Mam is rude to the waitress when she brings our salads, and I pierce the fabric of my trousers with the fork. She complains about everything in front of her. The salad is too oily, her lemonade is too sugary, her friend has cancer and keeps posting about it on Facebook.

‘Wow, what a cunt,’ I say. I’m too exhausted, too irritated, to keep a lid on it now. I drop my calm-down fork.

‘Irina.’

‘No, I’m serious Mam. What a cunt, talking about her cancer on Facebook. She should just fuck off to Dignitas and get it over and done with, shouldn’t she?’

‘You always have to escalate everything, don’t you? You can never let anything lie; it always has to be this big drama with you. You’re very extra, Irina.’

I’m extra. She’s extra. And if I’m extra she’s the reason I’m so fucking extra. I no longer want to eat my own salad (which is, admittedly, far too fucking oily)。 She has this shitty look on her face now, like Ooo, I’ve got you, that’s shut you up!

‘Anyway,’ she says, ‘how’s work?’

‘Fine.’

‘And the photography stuff? How’s that?’ she asks, sounding bored. I smile. ‘Well, don’t just sit there looking smug, Irina, what is it?’

‘I got invited to take part in a pretty big exhibition today. Hackney Space want my photos and a film as part of this big retrospective they’re doing on UK fetish art. So, you know, all that hard work finally paying off I suppose.’

‘Is that what they call hard work nowadays?
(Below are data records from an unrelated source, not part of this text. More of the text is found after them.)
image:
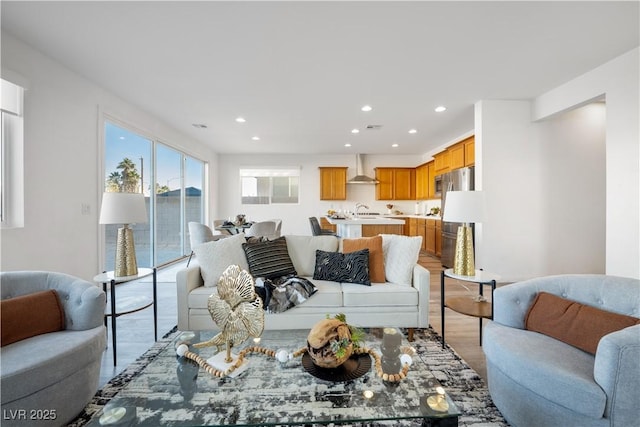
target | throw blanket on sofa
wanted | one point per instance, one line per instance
(281, 294)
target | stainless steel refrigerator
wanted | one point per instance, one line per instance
(458, 180)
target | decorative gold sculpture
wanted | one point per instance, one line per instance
(236, 309)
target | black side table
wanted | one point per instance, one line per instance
(479, 307)
(127, 305)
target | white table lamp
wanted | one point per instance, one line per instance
(125, 209)
(465, 207)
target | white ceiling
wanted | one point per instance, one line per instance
(300, 71)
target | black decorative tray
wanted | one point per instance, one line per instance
(355, 367)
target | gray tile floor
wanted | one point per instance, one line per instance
(134, 332)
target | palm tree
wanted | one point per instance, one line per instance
(130, 176)
(114, 182)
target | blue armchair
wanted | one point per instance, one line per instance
(48, 379)
(536, 380)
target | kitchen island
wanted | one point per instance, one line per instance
(366, 226)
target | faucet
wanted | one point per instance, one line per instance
(360, 205)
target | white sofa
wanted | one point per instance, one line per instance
(403, 305)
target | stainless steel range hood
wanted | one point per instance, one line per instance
(360, 177)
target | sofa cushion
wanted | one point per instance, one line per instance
(351, 267)
(269, 259)
(547, 367)
(576, 324)
(38, 362)
(400, 255)
(215, 257)
(376, 257)
(30, 315)
(302, 250)
(329, 294)
(379, 295)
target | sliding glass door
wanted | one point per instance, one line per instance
(132, 163)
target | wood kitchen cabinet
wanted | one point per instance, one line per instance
(333, 183)
(430, 237)
(431, 173)
(438, 238)
(396, 183)
(441, 162)
(422, 182)
(456, 156)
(469, 151)
(422, 231)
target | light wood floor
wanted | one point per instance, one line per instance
(462, 332)
(135, 331)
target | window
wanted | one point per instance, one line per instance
(269, 186)
(132, 163)
(11, 156)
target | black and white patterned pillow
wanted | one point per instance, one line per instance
(269, 259)
(352, 267)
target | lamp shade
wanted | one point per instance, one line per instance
(464, 206)
(123, 208)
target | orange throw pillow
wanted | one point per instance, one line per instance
(376, 257)
(576, 324)
(30, 315)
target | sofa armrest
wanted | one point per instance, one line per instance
(511, 303)
(616, 371)
(187, 280)
(85, 306)
(422, 282)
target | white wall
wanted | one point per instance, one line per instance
(537, 211)
(619, 81)
(295, 217)
(510, 240)
(62, 160)
(574, 200)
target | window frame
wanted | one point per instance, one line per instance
(270, 173)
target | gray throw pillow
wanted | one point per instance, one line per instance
(352, 267)
(269, 259)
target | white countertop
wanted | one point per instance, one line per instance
(366, 220)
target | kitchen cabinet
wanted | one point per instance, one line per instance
(441, 162)
(456, 156)
(438, 238)
(422, 231)
(396, 183)
(374, 230)
(430, 237)
(422, 182)
(470, 151)
(333, 183)
(431, 173)
(326, 225)
(413, 226)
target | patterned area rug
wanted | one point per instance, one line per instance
(463, 384)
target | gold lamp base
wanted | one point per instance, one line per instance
(126, 264)
(463, 263)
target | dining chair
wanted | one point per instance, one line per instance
(262, 229)
(316, 230)
(200, 233)
(278, 231)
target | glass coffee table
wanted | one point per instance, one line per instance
(175, 391)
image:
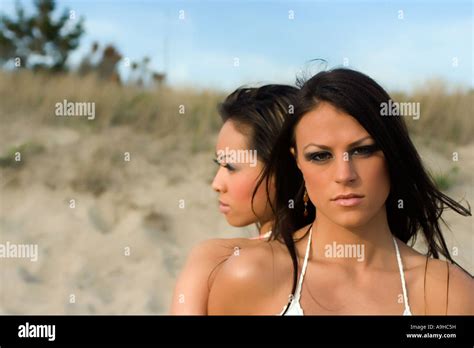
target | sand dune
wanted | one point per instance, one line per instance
(121, 247)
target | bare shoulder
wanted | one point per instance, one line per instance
(192, 287)
(452, 288)
(248, 280)
(447, 288)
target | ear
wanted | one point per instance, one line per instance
(293, 152)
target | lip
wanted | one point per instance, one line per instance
(224, 208)
(348, 200)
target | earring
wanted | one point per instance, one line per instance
(305, 200)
Fetish art.’ She rolls her eyes. ‘Honestly, Irina, I wish you’d take some photos I could hang up.’

‘Lots of people hang up my photos.’

‘Yes, lots of strange gay men, and sorry if it makes me a homophobe for not wanting photos of willies all over my house.’ I feel like I’m at lunch with a fucking Daily Mail comments section. ‘I miss when you did your nice drawings, Rini. You’re so good at drawing.’

This is something she’s totally made up: that I used to do nice drawings, and that she ever liked them. She told me once that a picture I drew of Galadriel looked like a burns victim (I was, like, twelve)。 She told me if I was naturally gifted, I’d be better at drawing, and you can’t really do anything with art if you’re not naturally gifted with it.